I want to customize the formula used in geom_smooth like this:
library(MASS)
library(ggplot2)
data("Cars93", package = "MASS")
str(Cars93)
Cars93.log <- transform(Cars93, log.price = log(Price))
log.model <- lm(log.price ~ Horsepower*Origin, data = Cars93.log)
summary(log.model)
plot(log.model)
p <- ggplot(data = Cars93.log, aes(x = Horsepower, y = log.price, colour = Origin)) +
geom_point(aes(shape = Origin, color = Origin)) + # Punkte
facet_grid(~ Origin) +
theme(axis.title.x = element_text(margin=margin(15,0,0,0)),
axis.title.y = element_text(margin=margin(0,15,0,0))) +
scale_y_continuous(n.breaks = 7) +
scale_colour_manual(values = c("USA" = "red","non-USA" = "black")) +
scale_shape_manual(values = c(16,16)) +
ylab("Price(log)")
lm.mod <- function(df) {
y ~ x*Cars93.log$Origin
}
p_smooth <- by(Cars93.log, Cars93.log$Origin,
function(x) geom_smooth(data=x, method = lm, formula = lm.mod(x)))
p + p_smooth
However, I receive the error that the computation failed because of different lengths of my used variables.

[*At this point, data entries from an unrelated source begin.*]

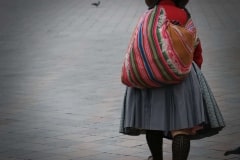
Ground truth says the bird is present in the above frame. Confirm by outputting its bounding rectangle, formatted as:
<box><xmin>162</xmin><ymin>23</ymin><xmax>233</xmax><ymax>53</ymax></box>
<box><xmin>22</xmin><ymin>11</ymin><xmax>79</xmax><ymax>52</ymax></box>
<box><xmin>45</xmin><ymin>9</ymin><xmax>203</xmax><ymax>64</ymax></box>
<box><xmin>224</xmin><ymin>146</ymin><xmax>240</xmax><ymax>156</ymax></box>
<box><xmin>92</xmin><ymin>1</ymin><xmax>101</xmax><ymax>7</ymax></box>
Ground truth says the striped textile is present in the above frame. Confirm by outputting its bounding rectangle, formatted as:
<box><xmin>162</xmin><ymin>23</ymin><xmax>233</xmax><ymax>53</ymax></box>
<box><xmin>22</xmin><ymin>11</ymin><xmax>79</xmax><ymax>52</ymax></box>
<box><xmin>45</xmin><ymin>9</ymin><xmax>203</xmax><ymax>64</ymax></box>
<box><xmin>121</xmin><ymin>6</ymin><xmax>197</xmax><ymax>88</ymax></box>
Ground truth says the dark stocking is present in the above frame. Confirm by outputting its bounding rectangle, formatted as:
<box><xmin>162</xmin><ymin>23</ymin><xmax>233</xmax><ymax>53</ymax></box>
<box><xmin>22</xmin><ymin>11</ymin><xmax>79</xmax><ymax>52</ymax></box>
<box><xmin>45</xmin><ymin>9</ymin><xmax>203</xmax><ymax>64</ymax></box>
<box><xmin>172</xmin><ymin>134</ymin><xmax>190</xmax><ymax>160</ymax></box>
<box><xmin>146</xmin><ymin>130</ymin><xmax>163</xmax><ymax>160</ymax></box>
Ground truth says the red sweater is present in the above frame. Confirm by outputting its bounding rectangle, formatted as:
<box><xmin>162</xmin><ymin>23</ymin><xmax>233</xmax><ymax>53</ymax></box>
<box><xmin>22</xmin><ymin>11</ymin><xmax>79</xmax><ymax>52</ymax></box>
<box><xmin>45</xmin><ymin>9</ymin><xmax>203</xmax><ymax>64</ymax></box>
<box><xmin>159</xmin><ymin>0</ymin><xmax>203</xmax><ymax>68</ymax></box>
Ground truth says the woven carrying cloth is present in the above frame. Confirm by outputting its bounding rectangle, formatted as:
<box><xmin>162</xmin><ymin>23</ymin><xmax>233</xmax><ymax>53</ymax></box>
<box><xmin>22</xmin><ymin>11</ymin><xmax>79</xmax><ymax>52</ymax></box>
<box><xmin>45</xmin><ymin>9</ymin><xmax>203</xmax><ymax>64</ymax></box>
<box><xmin>121</xmin><ymin>6</ymin><xmax>197</xmax><ymax>88</ymax></box>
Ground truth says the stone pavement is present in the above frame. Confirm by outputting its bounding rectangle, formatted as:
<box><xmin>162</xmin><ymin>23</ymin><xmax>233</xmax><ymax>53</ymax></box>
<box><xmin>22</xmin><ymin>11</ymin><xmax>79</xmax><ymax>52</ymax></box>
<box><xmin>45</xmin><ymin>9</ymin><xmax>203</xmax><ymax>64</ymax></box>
<box><xmin>0</xmin><ymin>0</ymin><xmax>240</xmax><ymax>160</ymax></box>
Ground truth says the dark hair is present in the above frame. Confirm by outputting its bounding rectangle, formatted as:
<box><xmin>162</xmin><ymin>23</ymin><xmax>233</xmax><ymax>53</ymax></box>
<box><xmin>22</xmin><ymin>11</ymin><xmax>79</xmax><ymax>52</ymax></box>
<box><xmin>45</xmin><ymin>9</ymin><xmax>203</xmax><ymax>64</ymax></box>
<box><xmin>173</xmin><ymin>0</ymin><xmax>188</xmax><ymax>8</ymax></box>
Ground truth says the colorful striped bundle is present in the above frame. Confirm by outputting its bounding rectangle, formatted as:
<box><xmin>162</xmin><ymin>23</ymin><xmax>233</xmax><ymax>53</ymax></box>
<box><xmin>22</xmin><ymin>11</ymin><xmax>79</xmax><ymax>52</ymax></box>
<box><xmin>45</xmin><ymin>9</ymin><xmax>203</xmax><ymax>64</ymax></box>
<box><xmin>121</xmin><ymin>7</ymin><xmax>197</xmax><ymax>88</ymax></box>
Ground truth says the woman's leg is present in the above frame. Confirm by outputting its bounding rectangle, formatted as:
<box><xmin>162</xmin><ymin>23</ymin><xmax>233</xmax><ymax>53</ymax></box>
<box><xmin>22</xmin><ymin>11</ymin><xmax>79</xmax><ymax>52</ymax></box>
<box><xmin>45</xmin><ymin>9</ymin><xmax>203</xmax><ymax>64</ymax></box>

length(Cars93.log$log.price)
length(Cars93.log$Origin)
length(Cars93.log$Horsepower)
But when I check the length for each variable they're all the same... Any ideas, what's wrong?
Thanks a lot, Martina
I agree with @Rui Barradas, seems like the issue is the lines for lm.mod
and p_smooth
and the by
function
Once you are making a distinction by Origin (e.g., by doing either facet_wrap
or color = Origin
) then geom_smooth
will automatically run different models for those facets.
p <- ggplot(data = Cars93.log,
aes(x = Horsepower, y = log.price, color = Origin)) +
geom_point(aes(shape = Origin)) +
facet_wrap(~ Origin) +
theme(axis.title.x = element_text(margin=margin(15,0,0,0)),
axis.title.y = element_text(margin=margin(0,15,0,0))) +
scale_y_continuous(n.breaks = 7) +
scale_colour_manual(values = c("USA" = "red","non-USA" = "black")) +
scale_shape_manual(values = c(16,16)) +
ylab("Price(log)")
p + geom_smooth(method = lm, formula = y ~ x)
you can convince yourself that this is the same as the output of log.model
by extending the x-axis limits to see where the geom_smooth line would cross the y axis (e.g., + coord_cartesian(xlim = c(0, 300))
)
You can also see the difference in the graph if you don't pass color = Origin
to the geom_smooth
function (essentially what is happening if you comment this out from the first ggplot() initialization):
p <- ggplot(data = Cars93.log,
aes(x = Horsepower, y = log.price)) + # color = Origin)) +
geom_point(aes(shape = Origin)) +
#facet_wrap(~ Origin) +
theme(axis.title.x = element_text(margin=margin(15,0,0,0)),
axis.title.y = element_text(margin=margin(0,15,0,0))) +
scale_y_continuous(n.breaks = 7) +
scale_colour_manual(values = c("USA" = "red","non-USA" = "black")) +
scale_shape_manual(values = c(16,16)) +
ylab("Price(log)")
p + geom_smooth(method = lm, formula = y ~ x)